Central to Nishikawa’s role is the coordination of powertrain specifications and the relentless pursuit of optimization. Despite the distinct differences between road cars and Formula E machines, Nishikawa emphasizes the cross-pollination of ideas and methodologies between these domains. Leveraging his experience from passenger car development, he navigates the intricate balance between performance, efficiency, and cost—a challenge compounded by the collaborative nature of engineering teams.

One of the most striking differences Nishikawa encountered in his transition to Formula E was the absence of direct benchmarking—a common practice in road car development. Unlike traditional automotive projects, where competitors’ designs are scrutinized for insights, the clandestine nature of Formula E necessitates a more introspective approach to innovation. This paradigm shift underscores the importance of ingenuity and adaptability in the pursuit of performance excellence.

Despite these challenges, Nishikawa identifies Formula E as a crucible for technological innovation, where the boundaries of EV performance are continually pushed to new heights. The unrestricted pursuit of efficiency and power density in Formula E serves as a litmus test for Nissan’s EV technologies, enabling engineers to explore the outer limits of what is achievable. This iterative process of experimentation and refinement ultimately translates into tangible benefits for Nissan’s road-going vehicles.

Nissan’s involvement in Formula E extends beyond mere competition; it embodies a commitment to advancing the cause of sustainable mobility on a global scale. By electrifying its racing endeavors, Nissan not only showcases the performance potential of EVs but also fosters technological cross-pollination between its motorsport and road car divisions. 

As Nishikawa aptly notes, the lessons learned on the racetrack—where cost and NVH considerations take a backseat to raw performance—provide invaluable insights for enhancing Nissan’s road cars.

Nissans renewed commitment to Formula E

Nissan has committed to the ABB FIA Formula E World Championship until at least 2030, ensuring its presence as an official manufacturer and competitor through Seasons 13 to 16. This extends to the transition from Gen 3 to Gen 4 all-electric Formula E cars. 

Nissan sees Formula E as a platform to advance its electric vehicle technologies, particularly with Gen 4 cars boasting regeneration capacities up to 700 kW and increased output up to 600 kW. This commitment also solidifies Nissan’s standing as having the longest motorsport commitment to an FIA-sanctioned World Championship. This move aligns with Nissan’s “Ambition 2030” electrification goals, aiming to introduce 34 electric models by 2030, covering 60 percent of global sales.
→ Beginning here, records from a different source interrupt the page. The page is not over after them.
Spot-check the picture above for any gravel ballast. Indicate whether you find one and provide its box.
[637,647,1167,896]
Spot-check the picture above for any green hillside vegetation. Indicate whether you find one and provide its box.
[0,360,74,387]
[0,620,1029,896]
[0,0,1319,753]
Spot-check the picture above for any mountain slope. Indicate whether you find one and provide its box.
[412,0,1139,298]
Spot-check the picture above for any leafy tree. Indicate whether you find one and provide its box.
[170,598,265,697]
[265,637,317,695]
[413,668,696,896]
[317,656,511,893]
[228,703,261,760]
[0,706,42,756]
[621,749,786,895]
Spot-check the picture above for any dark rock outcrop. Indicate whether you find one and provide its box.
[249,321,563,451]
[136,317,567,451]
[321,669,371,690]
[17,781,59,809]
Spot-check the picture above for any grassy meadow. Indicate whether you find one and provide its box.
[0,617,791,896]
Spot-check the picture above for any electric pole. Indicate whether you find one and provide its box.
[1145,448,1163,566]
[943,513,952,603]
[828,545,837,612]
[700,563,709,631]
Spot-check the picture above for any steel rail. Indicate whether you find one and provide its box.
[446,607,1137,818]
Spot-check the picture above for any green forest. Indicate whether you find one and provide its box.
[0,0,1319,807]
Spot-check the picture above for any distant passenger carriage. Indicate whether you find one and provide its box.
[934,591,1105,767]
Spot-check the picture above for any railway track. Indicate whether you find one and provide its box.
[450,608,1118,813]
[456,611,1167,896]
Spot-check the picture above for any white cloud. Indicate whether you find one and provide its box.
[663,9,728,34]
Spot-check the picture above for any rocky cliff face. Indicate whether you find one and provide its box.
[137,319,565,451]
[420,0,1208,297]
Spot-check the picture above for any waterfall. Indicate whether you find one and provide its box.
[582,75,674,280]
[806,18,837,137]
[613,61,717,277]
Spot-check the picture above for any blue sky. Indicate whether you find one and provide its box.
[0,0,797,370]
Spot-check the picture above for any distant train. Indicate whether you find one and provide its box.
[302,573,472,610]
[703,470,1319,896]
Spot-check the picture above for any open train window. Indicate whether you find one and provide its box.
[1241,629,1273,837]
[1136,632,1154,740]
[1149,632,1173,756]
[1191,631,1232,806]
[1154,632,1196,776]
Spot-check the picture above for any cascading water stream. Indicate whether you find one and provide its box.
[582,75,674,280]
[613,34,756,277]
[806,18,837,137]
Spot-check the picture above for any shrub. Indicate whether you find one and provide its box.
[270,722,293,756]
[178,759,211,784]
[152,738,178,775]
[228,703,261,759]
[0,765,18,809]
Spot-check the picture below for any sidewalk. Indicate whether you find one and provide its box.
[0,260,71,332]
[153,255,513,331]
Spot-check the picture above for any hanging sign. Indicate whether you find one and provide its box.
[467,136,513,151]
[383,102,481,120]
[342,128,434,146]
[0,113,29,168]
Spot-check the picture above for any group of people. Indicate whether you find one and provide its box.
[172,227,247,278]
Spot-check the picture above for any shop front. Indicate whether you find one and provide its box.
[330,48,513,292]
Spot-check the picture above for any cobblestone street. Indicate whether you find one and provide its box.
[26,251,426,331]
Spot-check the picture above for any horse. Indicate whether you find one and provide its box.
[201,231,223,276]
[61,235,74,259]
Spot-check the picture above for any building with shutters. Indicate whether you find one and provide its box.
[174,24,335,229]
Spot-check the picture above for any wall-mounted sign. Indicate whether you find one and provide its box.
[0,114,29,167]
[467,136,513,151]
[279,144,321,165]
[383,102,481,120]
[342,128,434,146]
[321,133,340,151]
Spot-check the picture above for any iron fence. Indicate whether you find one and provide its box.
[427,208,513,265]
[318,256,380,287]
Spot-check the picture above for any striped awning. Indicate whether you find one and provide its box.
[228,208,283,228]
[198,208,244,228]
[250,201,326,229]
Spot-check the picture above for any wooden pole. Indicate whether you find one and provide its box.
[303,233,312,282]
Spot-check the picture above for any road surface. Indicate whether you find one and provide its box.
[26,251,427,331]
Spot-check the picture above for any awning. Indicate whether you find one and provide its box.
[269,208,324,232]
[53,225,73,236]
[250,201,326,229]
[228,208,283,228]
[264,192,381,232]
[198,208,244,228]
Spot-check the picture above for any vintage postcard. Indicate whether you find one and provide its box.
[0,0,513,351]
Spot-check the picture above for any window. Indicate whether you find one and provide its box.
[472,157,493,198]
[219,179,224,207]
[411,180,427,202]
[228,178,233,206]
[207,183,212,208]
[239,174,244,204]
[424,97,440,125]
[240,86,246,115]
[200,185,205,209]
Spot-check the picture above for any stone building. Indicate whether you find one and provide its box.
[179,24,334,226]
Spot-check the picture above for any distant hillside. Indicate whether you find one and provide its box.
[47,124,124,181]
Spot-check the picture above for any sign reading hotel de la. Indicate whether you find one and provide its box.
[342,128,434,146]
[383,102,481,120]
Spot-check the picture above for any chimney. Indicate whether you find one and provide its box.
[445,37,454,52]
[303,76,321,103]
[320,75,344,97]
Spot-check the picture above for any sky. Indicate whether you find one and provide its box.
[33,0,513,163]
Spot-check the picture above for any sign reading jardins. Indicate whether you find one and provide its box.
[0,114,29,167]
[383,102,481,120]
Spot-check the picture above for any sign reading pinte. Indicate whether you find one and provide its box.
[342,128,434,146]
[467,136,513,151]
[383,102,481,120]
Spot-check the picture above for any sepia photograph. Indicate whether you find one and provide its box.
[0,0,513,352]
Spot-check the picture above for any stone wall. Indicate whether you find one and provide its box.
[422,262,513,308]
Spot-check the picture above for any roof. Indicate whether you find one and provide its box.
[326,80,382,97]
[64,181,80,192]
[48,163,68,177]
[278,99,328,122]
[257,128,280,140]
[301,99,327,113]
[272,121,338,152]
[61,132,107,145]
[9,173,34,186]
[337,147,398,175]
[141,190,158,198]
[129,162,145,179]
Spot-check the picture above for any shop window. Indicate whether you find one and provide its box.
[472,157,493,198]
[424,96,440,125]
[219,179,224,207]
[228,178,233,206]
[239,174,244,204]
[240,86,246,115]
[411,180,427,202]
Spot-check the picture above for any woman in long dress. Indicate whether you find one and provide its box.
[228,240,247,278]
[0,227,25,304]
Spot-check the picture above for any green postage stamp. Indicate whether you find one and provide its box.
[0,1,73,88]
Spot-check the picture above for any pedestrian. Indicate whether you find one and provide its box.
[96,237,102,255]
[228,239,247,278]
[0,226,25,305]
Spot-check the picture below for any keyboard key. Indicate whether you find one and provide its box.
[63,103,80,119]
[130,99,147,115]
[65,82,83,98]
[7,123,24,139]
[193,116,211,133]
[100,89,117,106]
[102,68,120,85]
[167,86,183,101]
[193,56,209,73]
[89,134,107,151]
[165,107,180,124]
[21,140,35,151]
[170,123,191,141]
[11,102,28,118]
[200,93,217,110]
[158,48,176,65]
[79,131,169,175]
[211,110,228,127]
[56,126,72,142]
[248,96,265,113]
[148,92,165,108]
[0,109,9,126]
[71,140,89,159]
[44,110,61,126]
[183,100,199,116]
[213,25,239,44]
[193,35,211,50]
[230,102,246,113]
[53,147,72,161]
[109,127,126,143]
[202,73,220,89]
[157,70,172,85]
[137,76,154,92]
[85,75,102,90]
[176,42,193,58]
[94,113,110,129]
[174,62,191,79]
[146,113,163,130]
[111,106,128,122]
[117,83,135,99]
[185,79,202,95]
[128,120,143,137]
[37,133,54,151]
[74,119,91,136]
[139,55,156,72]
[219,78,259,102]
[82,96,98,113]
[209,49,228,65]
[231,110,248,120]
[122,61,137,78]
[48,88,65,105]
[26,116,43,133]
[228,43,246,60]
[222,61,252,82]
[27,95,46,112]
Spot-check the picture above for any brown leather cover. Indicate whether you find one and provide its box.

“We’re extremely pleased to continue our involvement in Formula E until 2030. In addition to bringing excitement and an on-track spectacle to our fans, our participation in the series will make a significant contribution to our electrification goals set out in our Ambition 2030 plans,” said Nissan Motor CEO Makato Uchida.

“The technological breakthrough that we make on the track will provide great insights to the development of our future products. We’re excited to see the future of electric racing unfold and to keep working towards a sustainable world for everyone,” Uchida added.

Looking ahead, Nishikawa remains optimistic about the future of Formula E and its impact on Nissan’s EV development trajectory. With manufacturers increasingly aligned in their pursuit of electric excellence, the competitive landscape of Formula E promises to catalyze further innovation and collaboration. As Nissan continues its journey towards carbon neutrality and electrification, Formula E stands as a testament to the enduring spirit of innovation that drives the automotive industry forward.